¿Y si probamos el parlamentarismo?

lunes 23 de mayo de 2016 | 11:20hs.
A raíz del impeachment de Dilma Rouseff en Brasil y de la asunción provisional de su vicepresidente Michell Temer, escribía el domingo pasado sobre los vicepresidentes y su incidencia en las crisis americanas. Decía que la vicepresidencia es una institución de los regímenes presidencialistas y que cumplen cabalmente su función en ausencia del presidente, por eso a veces se convierten en conspiradores. En la Argentina el vicepresidente preside además el Senado, pero en otros países, como el Ecuador, no tienen otra función que esperar a que el presidente de vaya de viaje, le dé un ACV o se muera de un atracón. Para colmo la vicepresidencia se repite como el ajo desde la más alta magistratura hasta una patrulla de boy scouts: hay vicegobernadores, viceministros, vicejefes, vicerrectores, vicealmirantes, vicecomodoros, vicesecretarios. En castellano el prefijo vice y su apócope vi indican potestad vicaria, propia del que la ejerce en nombre del que ostenta el poder originario, como los vicarios de sus obispos o los virreyes de sus reyes.
Para más complicaciones ocurre que los vicepresidentes de los regímenes presidenciales son elegidos en binomios: es decir que tienen los mismos votos y por tanto la misma legitimidad democrática que los presidentes (sí: Amado Boudou sacó el 54% de los votos). Michell Temer en 2016 igual que Carlos Pellegrini en 1890 tuvieron los mismos votos que Dilma Rouseff y Miguel Juárez Celman y por tanto todo el derecho de plantar cara en caso de una crisis institucional. Lo mismo pueden decir otros vices americanos que sucedieron constitucionalmente a sus presidentes, como Gerald Ford en los Estados Unidos, Alfredo Palacio y Gustavo Noboa en el Ecuador, Federico Franco en Paraguay y otros por el estilo.
Los regímenes parlamentarios no tienen vicepresidentes porque el pueblo elige congresistas, que a su vez forman el gobierno entre ellos y de acuerdo a las mayorías y minorías que se arman en la Asamblea después de la elección general. Y no es un drama la acefalía porque la jefatura del estado es ejercida por otra persona, que en casi la mitad de los casos europeos es un rey o una reina. Si el presidente del gobierno cae porque se enferma, se muere, pierde poder o no consigue los votos suficientes para formar gobierno, es el jefe del estado quien reclama al parlamento la conformación del nuevo gobierno o llama a nuevas elecciones, como en el caso de estos días en España.

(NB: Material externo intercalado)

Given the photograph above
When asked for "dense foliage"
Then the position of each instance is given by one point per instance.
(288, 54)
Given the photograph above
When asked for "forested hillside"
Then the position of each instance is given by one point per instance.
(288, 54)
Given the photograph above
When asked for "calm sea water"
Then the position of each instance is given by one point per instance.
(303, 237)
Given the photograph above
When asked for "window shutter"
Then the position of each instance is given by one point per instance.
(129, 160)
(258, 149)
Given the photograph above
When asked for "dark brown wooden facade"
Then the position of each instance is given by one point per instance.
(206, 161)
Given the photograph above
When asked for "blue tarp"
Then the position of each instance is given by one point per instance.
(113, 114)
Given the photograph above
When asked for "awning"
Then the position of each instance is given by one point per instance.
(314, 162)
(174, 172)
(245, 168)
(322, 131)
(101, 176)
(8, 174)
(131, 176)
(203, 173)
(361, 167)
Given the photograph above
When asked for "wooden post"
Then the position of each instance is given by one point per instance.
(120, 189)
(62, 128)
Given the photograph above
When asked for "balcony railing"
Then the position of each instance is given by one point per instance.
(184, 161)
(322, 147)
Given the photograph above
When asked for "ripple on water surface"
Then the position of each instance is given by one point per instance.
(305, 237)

Para nuestros países con serias tendencias al autoritarismo no parece muy apropiado copiar tan a rajatabla el sistema presidencialista norteamericano. Quiero decir que nosotros somos latinoamericanos y ellos angloamericanos; que nuestra América tiende a irrespetar las leyes y la del Norte a respetarlas; lo nuestro es la misericordia católica y lo de ellos el cumplimiento protestante. Pero no es solo cuestión de genética colectiva mestiza o anglosajona: además lo ha demostrado la experiencia de por lo menos 163 años, si no son 200. Y tampoco lo ignoraban los constituyentes de 1853, pero decidieron hacerle caso a Juan Bautista Alberdi y establecieron lo que llamaba “un rey con nombre de presidente”. Pero no era ingenuo el autor de Las Bases: lo recomendaba precisamente porque sabía que a los díscolos argentinos nos convenía un presidente con mucha autoridad.
Bueno, todo bien con Alberdi, pero me parece que se nos fue la mano con eso del rey con fecha de vencimiento…
Necesitamos una defensa constitucional contra las arbitrariedades de los que se instalan democráticamente en el poder para atentar contra la misma democracia que los encumbró; protegernos de los parásitos de la democracia que han surgido en todo el continente sin importar los signos políticos. Los congresos de nuestra América han funcionado a veces como fusibles, pero de un modo muy forzado, tal como ocurre ahora mismo en Venezuela. En cambio un sistema parlamentario más parecido a los del sur de Europa puede ser más adecuado a nuestra genética política. Además creo que tenemos que aceptar de una vez por todas nuestra naturaleza y adaptar a ella las constituciones, por lo menos mientras no sea obligatorio el examen psicofísico por televisión en vivo y en directo de los candidatos a gobernarnos.
Admito que puede ser que prefiramos que nos gobiernen los déspotas y que no nos importe que sean psicópatas y hasta dinásticos... Pero en ese caso también hay que hacer una reforma: cambiar el nombre de la democracia por el despotismo como sistema de gobierno.